Doch zunächst einmal gilt mein Dank unseren Gästen, die mit ihren Fragen und Kommentaren trefflichen Gesprächsstoff servierten und die Diskussion befeuerten. Dabei kam alles auf den Tisch, was Menschen beim Essen bewegt: Um Fragen der Haltung von Tieren ging es, um die eigenen Einkaufs- und Verzehrsgewohnheiten, um den  Weg von Masse zu Klasse und um die Rolle, die Erzeugern, Verarbeitern und Verbrauchern dabei zukommt. „Geht richtig im falschen System?“, fragte Sarah Wiener, die mit ihren eigenen Unternehmungen auf Konsequenz in der gesamten Kette von der Erzeugung bis zum Teller setzt.

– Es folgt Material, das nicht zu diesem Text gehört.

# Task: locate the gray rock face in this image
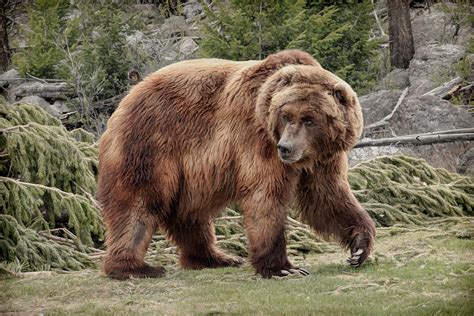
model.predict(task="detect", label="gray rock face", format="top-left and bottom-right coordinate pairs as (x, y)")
top-left (457, 147), bottom-right (474, 177)
top-left (162, 37), bottom-right (198, 61)
top-left (160, 15), bottom-right (188, 37)
top-left (53, 100), bottom-right (71, 113)
top-left (378, 68), bottom-right (410, 90)
top-left (19, 95), bottom-right (61, 117)
top-left (391, 95), bottom-right (473, 135)
top-left (0, 69), bottom-right (20, 87)
top-left (359, 89), bottom-right (403, 125)
top-left (408, 44), bottom-right (465, 96)
top-left (411, 9), bottom-right (457, 49)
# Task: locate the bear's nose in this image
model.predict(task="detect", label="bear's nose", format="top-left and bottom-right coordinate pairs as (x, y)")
top-left (277, 143), bottom-right (293, 156)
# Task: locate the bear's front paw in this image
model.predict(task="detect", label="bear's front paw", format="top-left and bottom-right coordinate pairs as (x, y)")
top-left (257, 267), bottom-right (309, 278)
top-left (346, 228), bottom-right (374, 267)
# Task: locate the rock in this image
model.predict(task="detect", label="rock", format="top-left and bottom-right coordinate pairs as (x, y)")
top-left (411, 8), bottom-right (457, 49)
top-left (160, 15), bottom-right (188, 37)
top-left (53, 100), bottom-right (71, 113)
top-left (349, 146), bottom-right (400, 166)
top-left (388, 93), bottom-right (473, 172)
top-left (457, 147), bottom-right (474, 177)
top-left (19, 95), bottom-right (61, 117)
top-left (359, 89), bottom-right (403, 126)
top-left (391, 95), bottom-right (473, 135)
top-left (126, 30), bottom-right (145, 47)
top-left (411, 3), bottom-right (473, 49)
top-left (178, 37), bottom-right (198, 56)
top-left (133, 4), bottom-right (161, 23)
top-left (0, 69), bottom-right (20, 87)
top-left (182, 0), bottom-right (203, 20)
top-left (162, 37), bottom-right (198, 61)
top-left (408, 44), bottom-right (465, 96)
top-left (378, 68), bottom-right (410, 90)
top-left (8, 82), bottom-right (74, 102)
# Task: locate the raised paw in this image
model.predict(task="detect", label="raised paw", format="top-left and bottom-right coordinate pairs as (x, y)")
top-left (346, 228), bottom-right (374, 267)
top-left (346, 248), bottom-right (365, 267)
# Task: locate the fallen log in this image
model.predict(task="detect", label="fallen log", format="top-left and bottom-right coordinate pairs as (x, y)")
top-left (422, 76), bottom-right (463, 99)
top-left (9, 82), bottom-right (74, 101)
top-left (355, 132), bottom-right (474, 148)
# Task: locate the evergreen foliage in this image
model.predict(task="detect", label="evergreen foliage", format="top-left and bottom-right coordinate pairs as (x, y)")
top-left (0, 215), bottom-right (94, 272)
top-left (12, 0), bottom-right (69, 78)
top-left (12, 0), bottom-right (139, 99)
top-left (199, 0), bottom-right (379, 92)
top-left (350, 155), bottom-right (474, 227)
top-left (0, 99), bottom-right (102, 272)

Fleischverzicht ist für Sarah Wiener nicht für das Mittel der Wahl gegen Massentierhaltung. Stattdessen würden politische Veränderungen benötigt. Denn kein einziger Stall werde wegen sinkenden Fleischkonsums in Deutschland geschlossen. Das geschehe nur, wenn das System der EU-Billig-Fleisch-Exporte politisch unter Druck gerät. Nichtsdestotrotz brauche es gerade deshalb eine neue Ernährungskultur, die Lebensmittel gebührend wertschätzt. Dazu gehört ein bewusster und konsequenter Konsum, der nur bedingt vom persönlichen Geldbeutel abhänge. Der bewusste Umgang mit dem Lebensmittel müsse erlernt werden, und zwar von Kindesbeinen an. Deshalb sei Kochen für und mit Kindern für sie eine Herzensangelegenheit, die sie weiter ausbauen wolle.
Der Veggie-Day sei nicht an zu viel, sondern zu wenig Mut der Grünen gescheitert, konstatierte Robert Habeck. Die Gesellschaft sei schon viel weiter, der fleischlose Kantinentag auch keine Überforderung, sondern vielerorts für viele Menschen eine längst gelebte Praxis. Die Überforderung resultiere viel mehr aus der empfundenen Machtlosigkeit gegenüber einem System, das die Wertschätzung für Lebensmittel vermissen lasse.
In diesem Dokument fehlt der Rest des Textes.